GSI also filed twenty-five actions in Alberta, Canada against various Canadian petroleum boards, oil and gas companies,2 seismic companies, and copying companies, and Canadian Chief Justice Wittman took over case management of these actions in April 2015 and ordered a trial on two common issues: (1) What is the effect of the Regulatory Regime on GSI's claims? and (2) Can [Canadian] copyright subsist in seismic material of the kind that are the subject matter of GSI's claims? Dkt. 26, Ex. 1 (Geophysical Service Incorporated v. Encana Corporation, et al., 2016 ABQB 230, 61). The Court of Queen's Bench of Alberta issued an opinion in those cases on April 21, 2016. Id. The court held that "GSI has full [Canadian] copyright and other proprietary rights over its seismic data, but the Regulatory Regime applies to the extent it conflicts with the Copyright Act;the Regulatory Regime, in effect, creates a compulsory license over the data in perpetuity after the expiry of the confidentiality or privileged period." Id. The court determined that "there is nothing unlawful [under Canadian law] about [the oil and seismic companies] accessing or copying the information from the Boards." Id.

GSI filed this lawsuit on September 22, 2015. Dkt. 1. It asserts the following claims against Conoco: (1) direct copyright infringement in violation of 17 U.S.C. § 106; (2) contributory copyright infringement in violation of 17 U.S.C. § 106; (3) unjust enrichment; (4) trade secret misappropriation; and (5) misappropriation of trade secrets, conversion, or theft in violation of the Texas Theft Liability Act, Texas Penal Code section 31.03. Id.

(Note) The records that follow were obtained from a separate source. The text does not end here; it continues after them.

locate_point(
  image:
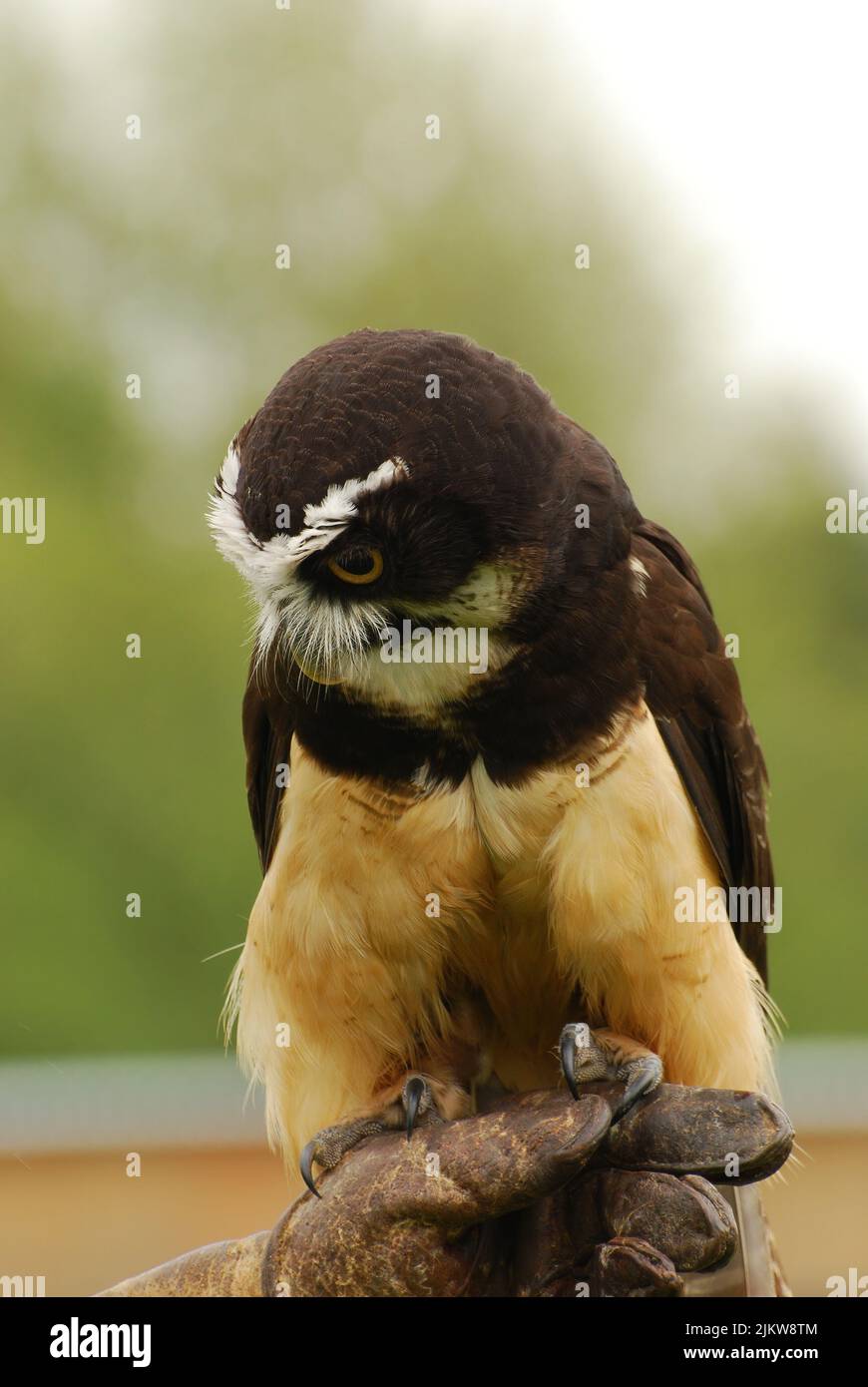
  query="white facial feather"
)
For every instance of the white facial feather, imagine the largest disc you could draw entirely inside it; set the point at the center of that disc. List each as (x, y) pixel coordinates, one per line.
(322, 634)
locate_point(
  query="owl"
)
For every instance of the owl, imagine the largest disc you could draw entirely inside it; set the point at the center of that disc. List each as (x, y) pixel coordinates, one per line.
(509, 804)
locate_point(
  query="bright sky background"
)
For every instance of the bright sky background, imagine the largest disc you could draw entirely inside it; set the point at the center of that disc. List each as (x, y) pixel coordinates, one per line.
(747, 123)
(750, 123)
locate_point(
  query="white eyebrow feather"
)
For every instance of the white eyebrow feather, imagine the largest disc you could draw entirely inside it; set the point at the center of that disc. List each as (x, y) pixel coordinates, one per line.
(266, 564)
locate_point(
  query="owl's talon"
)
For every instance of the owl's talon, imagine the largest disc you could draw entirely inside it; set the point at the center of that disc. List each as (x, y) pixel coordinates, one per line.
(588, 1056)
(568, 1057)
(308, 1156)
(416, 1098)
(644, 1075)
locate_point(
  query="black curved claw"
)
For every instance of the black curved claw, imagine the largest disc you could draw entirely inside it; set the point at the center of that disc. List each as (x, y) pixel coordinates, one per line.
(413, 1092)
(568, 1059)
(308, 1156)
(648, 1077)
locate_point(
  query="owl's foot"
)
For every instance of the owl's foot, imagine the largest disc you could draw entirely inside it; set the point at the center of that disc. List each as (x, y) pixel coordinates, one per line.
(588, 1056)
(419, 1098)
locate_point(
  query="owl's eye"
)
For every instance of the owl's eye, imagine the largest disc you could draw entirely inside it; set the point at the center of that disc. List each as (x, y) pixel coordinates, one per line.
(359, 565)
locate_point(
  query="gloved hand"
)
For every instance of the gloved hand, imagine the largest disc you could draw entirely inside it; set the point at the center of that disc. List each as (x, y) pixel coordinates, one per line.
(534, 1197)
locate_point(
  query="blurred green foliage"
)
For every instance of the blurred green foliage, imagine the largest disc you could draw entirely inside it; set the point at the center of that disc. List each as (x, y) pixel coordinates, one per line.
(159, 256)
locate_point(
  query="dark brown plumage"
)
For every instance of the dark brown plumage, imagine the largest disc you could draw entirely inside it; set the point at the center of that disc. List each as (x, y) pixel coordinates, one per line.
(591, 646)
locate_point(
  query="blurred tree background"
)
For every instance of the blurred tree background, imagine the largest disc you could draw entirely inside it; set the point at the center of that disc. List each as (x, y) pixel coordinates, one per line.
(262, 127)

Conoco filed a motion to dismiss all claims, arguing that (1) the Act-of-State Doctrine requires dismissal; (2) GSI is collaterally estopped from challenging the CNSOPB's authority to disseminate the data; (3) the CNSOPB was authorized to disseminate the data; (4) the contributory infringement claims must be dismissed because the Copyright Act does not apply extraterritorially; (5) all of GSI's claims are time-barred; and (6) the direct copyright infringement claim is not plausible. Dkt. 13. Conoco alternatively argues that GSI lacks standing to assert its claims. Id. The motion is now ripe for disposition.

II. LEGAL STANDARD

"Federal Rule of Civil Procedure 8(a)(2) requires only 'a short and plain statement of the claim showing that the pleader is entitled to relief.'" Bell Atl. Corp. v. Twombly, 550 U.S. 544, 127 S. Ct. 1955, 1964-65 (2007). In considering a 12(b)(6) motion to dismiss a complaint, courts generally must accept the factual allegations contained in the complaint as true. Kaiser Aluminum & Chem. Sales, Inc. v. Avondale Shipyards, Inc., 677 F.2d 1045, 1050 (5th Cir. 1982). The court does not look beyond the face of the pleadings in determining whether the plaintiff has stated a claim under Rule 12(b)(6). Spivey v. Robertson, 197 F.3d 772, 774 (5th Cir. 1999). "[A] complaint attacked bya Rule 12(b)(6) motion to dismiss does not need detailed factual allegations, [but] a plaintiff's obligation to provide the 'grounds' of his 'entitle[ment] to relief' requires more than labels and conclusions, and a formulaic recitation of the elements of a cause of action will not do." Twombly, 127 S. Ct. at 1964-65 (citing Sanjuan v. Am. Bd. of Psychiatry & Neurology, Inc., 40 F.3d 247, 251 (7th Cir. 1994)) (citations omitted). And, "[f]actual allegations must be enough to raise a right to relief above the speculative level." Twombly, 127 S. Ct. at 1965. The supporting facts must be plausible—enough to raise a reasonable expectation that discovery will reveal further supporting evidence. Id. at 1959.